The substitution Sa of a complex number a, in a series f with rational coefficients, must map the field Q[X] of formal power series into the field C of complex numbers.
- Sa(f)=f(a).
This substitution must be a homomorphism:
- Sa(f+g)=Sa(f)+Sa(g)
- Sa(fg)=Sa(f)Sa(g)
or
- (f+g)(a)= f(a)+g(a)
- (fg)(a)=f(a)g(a)
I the formal power series is the root of a polynomial P, so that the equation P(f(X))=0 is a formal identity, then the equation P(z)=0 defines the complex roots
- z1,..,zn,
(where n is the degree of the polynomial P), then the homomorphism is established. The function f(x) is algebraic, and so analytic. The standard example is f(X)=1+X+X^2+X^3+.... It solves the equation z(1-X)-1=0. This equation is of degree 1 in z. The unique solution is z=f(X)=1/(1-X). Substituting 2 for X gives S2(f)=f(2)=-1. Bo Jacoby 09:43, 11 October 2005 (UTC)
- You wrote
- The substitution Sa of a complex number a, in a series f with rational coefficients, must map the field Q[X] of formal power series into the field C of complex numbers.
- That is incorrect. First of all, the formal series form a ring, not a field. Second, given a complex number a, the morphism f→ f(a) is not defined for all f. Oleg Alexandrov (talk) 09:40, 14 October 2005 (UTC)
You are right, it is not a field. Thank you. But the ring operations suffice to compute polynomials. For example P(f)=fg-1=0 where f(X)=1+X+X^2+... and g(X)=1-X. The substitution is defined for g (because g(X) is a polynomial), and the definition of the substitution can be extended by requiring that it still be a homomorphism. Bo Jacoby 11:48, 14 October 2005 (UTC)

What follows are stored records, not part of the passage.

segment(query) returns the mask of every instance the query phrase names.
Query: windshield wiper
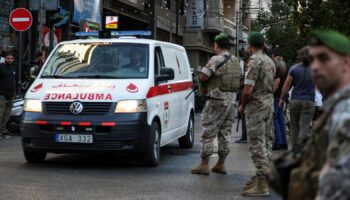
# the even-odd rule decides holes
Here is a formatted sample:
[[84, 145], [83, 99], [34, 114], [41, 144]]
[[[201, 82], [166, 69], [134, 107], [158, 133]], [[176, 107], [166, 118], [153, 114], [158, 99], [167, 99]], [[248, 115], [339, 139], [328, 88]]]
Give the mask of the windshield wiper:
[[107, 76], [107, 75], [103, 75], [103, 76], [101, 76], [101, 75], [92, 75], [92, 76], [86, 75], [86, 76], [77, 76], [76, 78], [96, 78], [96, 79], [103, 79], [103, 78], [110, 79], [110, 78], [113, 78], [113, 79], [115, 79], [115, 78], [118, 78], [118, 77]]
[[62, 75], [46, 75], [46, 76], [41, 76], [40, 78], [70, 78]]

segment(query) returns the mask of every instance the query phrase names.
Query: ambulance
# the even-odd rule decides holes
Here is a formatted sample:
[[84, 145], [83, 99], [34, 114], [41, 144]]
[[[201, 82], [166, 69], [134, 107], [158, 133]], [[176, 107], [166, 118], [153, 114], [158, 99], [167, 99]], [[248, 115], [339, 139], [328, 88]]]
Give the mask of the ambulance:
[[25, 159], [118, 152], [157, 166], [162, 146], [193, 146], [192, 87], [182, 46], [120, 35], [62, 42], [25, 95]]

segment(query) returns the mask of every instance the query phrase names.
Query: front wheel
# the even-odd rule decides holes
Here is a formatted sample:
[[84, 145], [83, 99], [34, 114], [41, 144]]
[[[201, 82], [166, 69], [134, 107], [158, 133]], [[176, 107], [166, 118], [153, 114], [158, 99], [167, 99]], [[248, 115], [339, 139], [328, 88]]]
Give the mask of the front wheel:
[[191, 114], [190, 119], [188, 120], [188, 126], [186, 135], [179, 138], [179, 145], [181, 148], [190, 149], [193, 147], [194, 143], [194, 117]]
[[23, 150], [23, 153], [28, 163], [42, 163], [45, 161], [47, 154], [46, 152], [34, 152], [25, 149]]
[[155, 167], [160, 161], [160, 129], [157, 122], [151, 125], [150, 136], [147, 143], [147, 150], [144, 155], [144, 163]]

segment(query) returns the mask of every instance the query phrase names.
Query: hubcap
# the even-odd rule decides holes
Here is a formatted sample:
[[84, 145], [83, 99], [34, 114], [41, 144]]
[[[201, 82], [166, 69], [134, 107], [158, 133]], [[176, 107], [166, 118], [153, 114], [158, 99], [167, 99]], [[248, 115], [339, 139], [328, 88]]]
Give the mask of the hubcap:
[[159, 133], [156, 131], [154, 136], [154, 157], [156, 160], [159, 158], [159, 151], [160, 151], [160, 145], [159, 145]]

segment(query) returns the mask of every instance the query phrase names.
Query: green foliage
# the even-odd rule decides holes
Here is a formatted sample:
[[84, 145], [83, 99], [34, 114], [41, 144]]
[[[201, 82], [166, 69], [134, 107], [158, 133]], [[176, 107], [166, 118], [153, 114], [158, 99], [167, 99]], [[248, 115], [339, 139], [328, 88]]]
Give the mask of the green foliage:
[[288, 64], [296, 62], [296, 51], [304, 42], [291, 17], [291, 7], [282, 0], [272, 0], [270, 10], [260, 10], [252, 29], [265, 34], [270, 48], [279, 48]]
[[350, 35], [349, 0], [294, 0], [297, 8], [293, 13], [295, 24], [302, 37], [307, 37], [314, 29], [333, 29]]
[[292, 64], [296, 51], [307, 45], [311, 30], [333, 29], [350, 35], [349, 0], [272, 0], [260, 10], [252, 29], [265, 33], [271, 48], [279, 47]]

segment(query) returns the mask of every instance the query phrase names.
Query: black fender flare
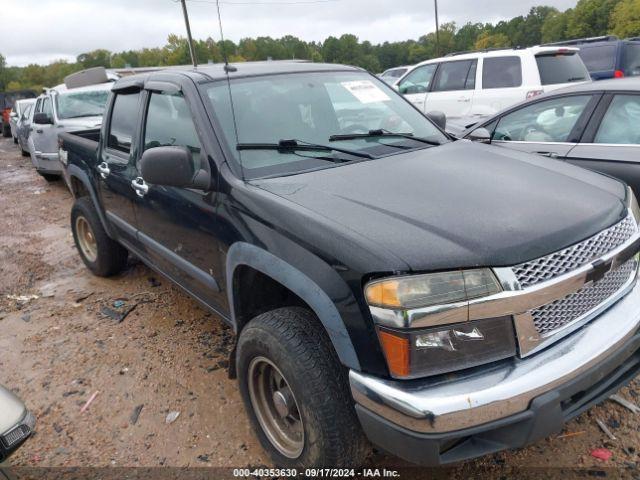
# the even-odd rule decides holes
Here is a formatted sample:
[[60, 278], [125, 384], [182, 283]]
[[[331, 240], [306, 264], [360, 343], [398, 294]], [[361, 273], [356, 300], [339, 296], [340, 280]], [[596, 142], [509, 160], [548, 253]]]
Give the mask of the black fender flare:
[[233, 275], [235, 269], [240, 265], [249, 266], [271, 277], [304, 300], [322, 322], [342, 364], [351, 369], [361, 369], [360, 361], [344, 321], [325, 291], [311, 278], [284, 260], [245, 242], [236, 242], [231, 246], [227, 253], [226, 262], [227, 295], [232, 327], [236, 334], [238, 333], [238, 322], [233, 298]]
[[107, 222], [107, 218], [102, 211], [102, 208], [100, 207], [98, 194], [96, 193], [95, 188], [93, 188], [93, 184], [91, 183], [91, 180], [89, 180], [89, 176], [87, 175], [87, 173], [77, 165], [68, 165], [67, 174], [69, 175], [69, 178], [75, 178], [84, 185], [84, 188], [87, 190], [87, 192], [89, 192], [89, 196], [91, 197], [91, 201], [93, 202], [93, 206], [95, 207], [96, 212], [98, 212], [98, 218], [100, 218], [100, 222], [102, 223], [104, 231], [107, 232], [107, 235], [109, 235], [109, 237], [115, 238], [113, 236], [113, 232], [110, 228], [109, 222]]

- You cannot create a morphism from the ring of formal power series to the complex numbers by using substitution. It will not be defined everywhere. I don't know how to prove that you cannot, but I have a very strong feeling that you cannot. If you wish that anything in here make sence, you need to prove that such a morphism is possible. Oleg Alexandrov (talk) 02:22, 15 October 2005 (UTC)
I agree. The substitution will not be defined everywhere. I didn't intend it to be defined everywhere. But the definition can be extended beyond convergent series. Some divergent series can be assigned values by their algebraic properties. Equations of degree one have unique solutions. So the extension of the substitution to formal power series satisfying equations of degree one is unique. The substitution of X=1 into the power series z=f(X)=1+X+X^2+...=1/g(X)=1/(1−X) make no sense, because then the equation g(1)f(1)=0z=1 is of degree zero and has no solution. So 1+1+1+... is senseless. That is the proof you asked for. The details on how wide the extension can be made may require further research. Perhaps the answer is in the article, which alas I don't understand. Bo Jacoby 09:10, 17 October 2005 (UTC)
- That's the thing. We are talking about extending the substitution, but it will not be defined all the time, and we don't know when it will be defined and when it will not. I doubt one can do anything with this. Oleg Alexandrov (talk) 10:01, 17 October 2005 (UTC)
The value of the power series of (1+X/n)^n, negative integer n, is a useful beginning. Not all power series are convergent, so the value is not defined for all power series. That was not an objection against the concept of convergence. Nor should it be an objection against the extension. Bo Jacoby 10:18, 17 October 2005 (UTC)
[edit] R[[x]][[y]] Versus R[[x,y]]
The article mentions that the two are not the same topologically, because while associating a topology with R[[x]], one takes discrete toplogy on R and then the product topology on R[[x]]. However, if R is itself a topological ring, one could avoid this problem by considering the topology of R[[x]] to be the product of the topology of the topological ring R. Also, if R is not a topological ring, then associate discrete topology with it to make it a topological ring? Any thoughts? Ustad NY (talk) 05:44, 12 December 2007 (UTC)